Democrats say the bill would raise $739 billion in revenue, citing estimates from CBO and the Joint Committee on Taxation. The bill would spend an estimated $433 billion on party-backed priorities in energy security, climate and health care.

Democrats say the bill would help bring down the country’s deficit by $300 billion, and are casting the legislation as an effort to reduce inflation.

But as Democrats plow forward with the plan, Republicans have been on offense, arguing the bill will contribute to higher taxes and add to inflation, as rising prices have surged to the top of voters’ minds in recent months.

“If you look at all the analysis that’s been done, the distributional analysis and everything else shows that this hits a lot of lower-income Americans, contrary to what the Democrats have said,” Thune charged on Monday.

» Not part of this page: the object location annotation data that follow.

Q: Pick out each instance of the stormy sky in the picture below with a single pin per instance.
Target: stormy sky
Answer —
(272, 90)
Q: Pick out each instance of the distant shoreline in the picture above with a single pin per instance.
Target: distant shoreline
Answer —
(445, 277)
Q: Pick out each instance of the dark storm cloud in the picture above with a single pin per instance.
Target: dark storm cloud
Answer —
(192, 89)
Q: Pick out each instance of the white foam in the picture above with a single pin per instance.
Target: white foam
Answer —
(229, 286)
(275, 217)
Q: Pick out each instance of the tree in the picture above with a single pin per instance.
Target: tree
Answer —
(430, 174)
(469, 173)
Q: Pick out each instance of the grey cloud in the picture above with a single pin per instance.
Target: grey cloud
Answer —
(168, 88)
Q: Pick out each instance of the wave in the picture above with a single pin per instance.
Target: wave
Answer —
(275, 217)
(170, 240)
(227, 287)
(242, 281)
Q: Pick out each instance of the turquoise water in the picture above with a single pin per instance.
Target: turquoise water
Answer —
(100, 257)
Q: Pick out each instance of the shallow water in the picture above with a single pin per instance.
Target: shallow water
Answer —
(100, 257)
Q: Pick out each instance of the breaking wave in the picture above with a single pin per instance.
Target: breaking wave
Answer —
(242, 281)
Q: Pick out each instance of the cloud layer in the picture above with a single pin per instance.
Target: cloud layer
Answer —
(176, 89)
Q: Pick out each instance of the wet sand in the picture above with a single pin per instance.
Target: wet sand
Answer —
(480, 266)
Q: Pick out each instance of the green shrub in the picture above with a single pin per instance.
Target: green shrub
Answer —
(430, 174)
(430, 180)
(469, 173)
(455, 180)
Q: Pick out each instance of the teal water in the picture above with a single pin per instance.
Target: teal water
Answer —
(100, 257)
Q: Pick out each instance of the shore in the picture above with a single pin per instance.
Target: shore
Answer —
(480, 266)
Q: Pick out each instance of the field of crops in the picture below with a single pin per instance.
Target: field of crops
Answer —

Sen. Shelley Moore Capito (R-W.Va.) said she plans to introduce amendments, adding she’s specifically focused on climate issues that could be “extremely hurtful” to her state.

Sen. Rob Portman (R-Ohio) raised concerns about tax pieces in the plan he said could diminish part of former President Trump’s signature tax law dealing with bonus depreciation for manufacturers.

“A lot of companies have used it as increased investment,” Portman said. “This could go the other way and say you have to depreciate it over a long period of time. So, I’ll probably offer something along those lines if others don’t.”

Democrats say they’re prepared for what Republicans have in store, though there has been some anxiety on their own side of the aisle, as Sinema leaves her colleagues guessing where she stands on tax reform proposals.

Sen. Joe Manchin (D-W.Va.), who helped craft the bill along with Senate Majority Leader Charles Schumer (D-N.Y.), has said he is reaching out to Sinema amid concerns about her support for the overall bill.

But Republicans are pitching her too.

“We’re going to argue to her, and everybody else for that matter, that it’s just that this is a bad time with inflation and a wobbly economy to be raising taxes,” Thune said.